3. Let your child know that there are many other children who hear voices and that usually they go away after a while.
4. Even if the voices do not disappear your child may learn to live in harmony with them.
5. It is important to break down your child’s sense of isolation and difference from other children. Your child is special – unusual perhaps, but really not abnormal.
6. Find out if your child has any difficulties or problems that he or she finds very hard to cope with, and work on fixing those problems. Think back to when the voices first started. What was happening to your child at the time? Was there anything unusual or stressful occurring?
7. If you think you need outside help, find a therapist who is prepared to accept your child’s experiences and work systematically with him or her to understand and cope better with the voices.

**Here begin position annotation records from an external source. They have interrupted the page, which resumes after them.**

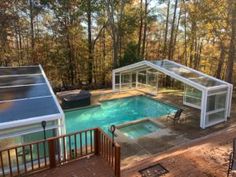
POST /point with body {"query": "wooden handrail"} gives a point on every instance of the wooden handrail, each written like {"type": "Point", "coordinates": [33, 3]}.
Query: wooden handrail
{"type": "Point", "coordinates": [58, 150]}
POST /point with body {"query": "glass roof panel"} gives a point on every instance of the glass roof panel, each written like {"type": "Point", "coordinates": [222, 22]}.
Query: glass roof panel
{"type": "Point", "coordinates": [188, 73]}
{"type": "Point", "coordinates": [24, 94]}
{"type": "Point", "coordinates": [32, 91]}
{"type": "Point", "coordinates": [25, 109]}
{"type": "Point", "coordinates": [20, 70]}
{"type": "Point", "coordinates": [21, 80]}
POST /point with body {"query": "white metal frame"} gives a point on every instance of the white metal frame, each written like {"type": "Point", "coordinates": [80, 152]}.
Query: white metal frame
{"type": "Point", "coordinates": [34, 120]}
{"type": "Point", "coordinates": [205, 90]}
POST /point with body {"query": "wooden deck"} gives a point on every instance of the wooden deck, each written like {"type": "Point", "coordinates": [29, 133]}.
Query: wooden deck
{"type": "Point", "coordinates": [94, 166]}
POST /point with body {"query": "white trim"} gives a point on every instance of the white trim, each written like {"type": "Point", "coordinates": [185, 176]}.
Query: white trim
{"type": "Point", "coordinates": [29, 121]}
{"type": "Point", "coordinates": [50, 88]}
{"type": "Point", "coordinates": [203, 110]}
{"type": "Point", "coordinates": [215, 111]}
{"type": "Point", "coordinates": [18, 75]}
{"type": "Point", "coordinates": [191, 105]}
{"type": "Point", "coordinates": [204, 89]}
{"type": "Point", "coordinates": [25, 132]}
{"type": "Point", "coordinates": [22, 99]}
{"type": "Point", "coordinates": [198, 72]}
{"type": "Point", "coordinates": [25, 85]}
{"type": "Point", "coordinates": [28, 66]}
{"type": "Point", "coordinates": [218, 93]}
{"type": "Point", "coordinates": [177, 77]}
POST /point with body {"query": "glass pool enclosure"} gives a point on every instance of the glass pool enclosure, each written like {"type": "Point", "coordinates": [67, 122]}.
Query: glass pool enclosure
{"type": "Point", "coordinates": [27, 99]}
{"type": "Point", "coordinates": [211, 95]}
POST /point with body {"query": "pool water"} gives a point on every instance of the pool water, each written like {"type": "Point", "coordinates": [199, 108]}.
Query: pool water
{"type": "Point", "coordinates": [115, 112]}
{"type": "Point", "coordinates": [139, 129]}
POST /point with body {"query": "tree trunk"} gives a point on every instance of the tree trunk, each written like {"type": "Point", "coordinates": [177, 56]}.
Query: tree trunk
{"type": "Point", "coordinates": [166, 30]}
{"type": "Point", "coordinates": [232, 48]}
{"type": "Point", "coordinates": [144, 29]}
{"type": "Point", "coordinates": [32, 31]}
{"type": "Point", "coordinates": [90, 45]}
{"type": "Point", "coordinates": [172, 32]}
{"type": "Point", "coordinates": [140, 28]}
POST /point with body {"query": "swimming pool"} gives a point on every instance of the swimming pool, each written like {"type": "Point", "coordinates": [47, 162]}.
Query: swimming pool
{"type": "Point", "coordinates": [115, 112]}
{"type": "Point", "coordinates": [139, 129]}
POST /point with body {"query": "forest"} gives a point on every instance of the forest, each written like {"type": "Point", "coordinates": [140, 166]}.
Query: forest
{"type": "Point", "coordinates": [79, 42]}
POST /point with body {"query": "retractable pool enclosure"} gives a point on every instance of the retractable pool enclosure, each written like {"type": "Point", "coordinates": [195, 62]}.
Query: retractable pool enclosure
{"type": "Point", "coordinates": [211, 95]}
{"type": "Point", "coordinates": [27, 99]}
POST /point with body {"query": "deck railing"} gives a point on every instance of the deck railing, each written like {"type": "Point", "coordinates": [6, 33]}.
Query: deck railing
{"type": "Point", "coordinates": [40, 155]}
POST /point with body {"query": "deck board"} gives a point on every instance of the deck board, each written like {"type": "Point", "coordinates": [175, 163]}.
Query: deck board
{"type": "Point", "coordinates": [94, 166]}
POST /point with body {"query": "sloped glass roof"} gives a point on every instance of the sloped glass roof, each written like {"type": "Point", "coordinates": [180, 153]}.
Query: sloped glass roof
{"type": "Point", "coordinates": [24, 94]}
{"type": "Point", "coordinates": [189, 73]}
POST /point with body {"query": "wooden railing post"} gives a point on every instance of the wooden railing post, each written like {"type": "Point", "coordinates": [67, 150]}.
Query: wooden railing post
{"type": "Point", "coordinates": [97, 141]}
{"type": "Point", "coordinates": [52, 153]}
{"type": "Point", "coordinates": [117, 161]}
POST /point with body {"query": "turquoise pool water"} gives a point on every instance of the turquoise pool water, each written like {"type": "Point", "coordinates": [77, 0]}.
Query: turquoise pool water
{"type": "Point", "coordinates": [139, 129]}
{"type": "Point", "coordinates": [115, 112]}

8. Be ready to listen to your child if he or she wants to talk about the voices. Use drawing, painting, acting and other creative ways to help the child to describe what is happening in his or her life.
9. Get on with your lives and try not to let the experience of hearing voices become the centre of your child’s life or your own.
10. Most children who hear voices and live well with them have supportive families who accept the experience as part of who their child is. You can do this too!